Cabaña Marconi: tu refugio para todo el año

Se podría decir que este restaurante es el lugar ideal para la llegada del buen tiempo, debido a su terraza acristalada y al hecho de que está rodeado de naturaleza. Sin embargo, fui a visitarlo en un día de lluvia y frío, y me pareció que aquí todo encaja y nada desentona, incluso cuando las bajas temperaturas no acompañan. Al tratarse de una cabaña inspirada en los refugios de montaña o en las casas del Norte de Europa, la ambientación es inmejorable durante todo el año. 

Al entrar en Cabaña Marconi, además, las maderas, las lámparas de diseño o los libros acerca de lugares recónditos del Norte del mundo… hacen lo propio para que entres en situación y te apetezca pedir un plato contundente al igual que reconfortante, como las clásicas albóndigas suecas con puré de patatas y mermelada de arándanos.

Ahora bien, si te acercas en un día soleado, en el que apetece algo más fresquito, con sabor a mar, la toast skagen, la tradicional tosta de gambas del mercado de Estocolmo, es uno de sus hits, para que te sientas uno más de la capital sueca, sin salir de Madrid. Y si quieres añadirle un toque dulce a tu experiencia, elijas lo que elijas, estará bien porque hay una amplia variedad de postres elaborados en el día por el equipo de cocina. 

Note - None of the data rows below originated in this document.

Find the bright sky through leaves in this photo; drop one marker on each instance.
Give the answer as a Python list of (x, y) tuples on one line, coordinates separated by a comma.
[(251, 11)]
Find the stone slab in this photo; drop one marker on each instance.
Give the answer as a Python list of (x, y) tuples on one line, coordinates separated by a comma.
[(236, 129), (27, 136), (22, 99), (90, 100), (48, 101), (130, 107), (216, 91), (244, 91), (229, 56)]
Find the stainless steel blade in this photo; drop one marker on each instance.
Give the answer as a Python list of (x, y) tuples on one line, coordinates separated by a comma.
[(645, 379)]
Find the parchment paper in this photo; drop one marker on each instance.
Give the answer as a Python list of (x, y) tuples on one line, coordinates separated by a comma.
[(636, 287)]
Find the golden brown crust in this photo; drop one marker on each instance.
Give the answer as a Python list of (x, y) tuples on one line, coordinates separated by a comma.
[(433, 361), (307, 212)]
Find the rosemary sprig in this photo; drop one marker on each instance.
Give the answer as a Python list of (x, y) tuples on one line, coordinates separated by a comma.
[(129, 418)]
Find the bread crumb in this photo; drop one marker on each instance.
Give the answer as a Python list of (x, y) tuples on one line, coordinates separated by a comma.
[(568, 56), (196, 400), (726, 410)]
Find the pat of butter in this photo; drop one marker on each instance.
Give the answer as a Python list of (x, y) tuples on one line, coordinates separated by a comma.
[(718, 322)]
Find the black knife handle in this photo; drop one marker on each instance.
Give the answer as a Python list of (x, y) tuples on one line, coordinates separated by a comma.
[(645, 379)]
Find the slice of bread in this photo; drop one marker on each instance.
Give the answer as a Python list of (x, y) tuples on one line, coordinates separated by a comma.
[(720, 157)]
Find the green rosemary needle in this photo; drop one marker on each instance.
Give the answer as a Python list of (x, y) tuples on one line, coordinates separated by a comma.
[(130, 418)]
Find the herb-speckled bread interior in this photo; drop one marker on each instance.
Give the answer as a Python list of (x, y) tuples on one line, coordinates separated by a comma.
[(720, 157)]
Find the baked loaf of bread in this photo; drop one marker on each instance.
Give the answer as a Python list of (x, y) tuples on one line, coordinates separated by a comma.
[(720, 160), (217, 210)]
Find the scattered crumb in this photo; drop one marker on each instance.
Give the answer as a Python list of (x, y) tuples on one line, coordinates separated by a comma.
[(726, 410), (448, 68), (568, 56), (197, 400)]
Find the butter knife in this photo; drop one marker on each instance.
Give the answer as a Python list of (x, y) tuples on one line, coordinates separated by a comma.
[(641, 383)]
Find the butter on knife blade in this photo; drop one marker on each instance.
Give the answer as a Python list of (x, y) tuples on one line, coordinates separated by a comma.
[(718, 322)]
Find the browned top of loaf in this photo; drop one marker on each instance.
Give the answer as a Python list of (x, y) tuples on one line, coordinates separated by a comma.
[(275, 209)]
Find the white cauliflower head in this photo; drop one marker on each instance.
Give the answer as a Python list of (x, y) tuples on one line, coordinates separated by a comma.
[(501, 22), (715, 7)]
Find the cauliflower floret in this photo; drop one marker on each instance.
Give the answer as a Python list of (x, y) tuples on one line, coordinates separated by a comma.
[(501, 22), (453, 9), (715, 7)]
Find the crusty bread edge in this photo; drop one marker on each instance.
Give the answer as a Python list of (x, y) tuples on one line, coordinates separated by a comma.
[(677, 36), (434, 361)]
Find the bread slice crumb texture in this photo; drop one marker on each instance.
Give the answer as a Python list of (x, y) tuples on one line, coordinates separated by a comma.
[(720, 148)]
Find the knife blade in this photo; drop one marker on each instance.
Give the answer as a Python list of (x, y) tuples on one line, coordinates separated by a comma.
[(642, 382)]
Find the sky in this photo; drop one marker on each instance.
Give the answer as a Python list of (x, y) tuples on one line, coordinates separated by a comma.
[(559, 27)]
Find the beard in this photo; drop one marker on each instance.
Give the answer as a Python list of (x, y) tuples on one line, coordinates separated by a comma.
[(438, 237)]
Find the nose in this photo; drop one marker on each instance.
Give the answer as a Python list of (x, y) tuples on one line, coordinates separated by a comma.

La fondue de quesos, los mejillones a la crema con patatitas fritas o los platos cárnicos como el Chateaubriand con salsa bearnesa son otros platos estrella de este establecimiento especializado en cocina internacional con un matiz sueco y fundado por Marcos Olazábal Janson. 

Apartado, silencioso, íntimo y acogedor, este sitio debería estar en tu lista de favoritos para cuando tengas ganas de huir de Madrid en pocos minutos. Y para celebrar la Navidad y la llegada de Papá Noel con la atmósfera perfecta.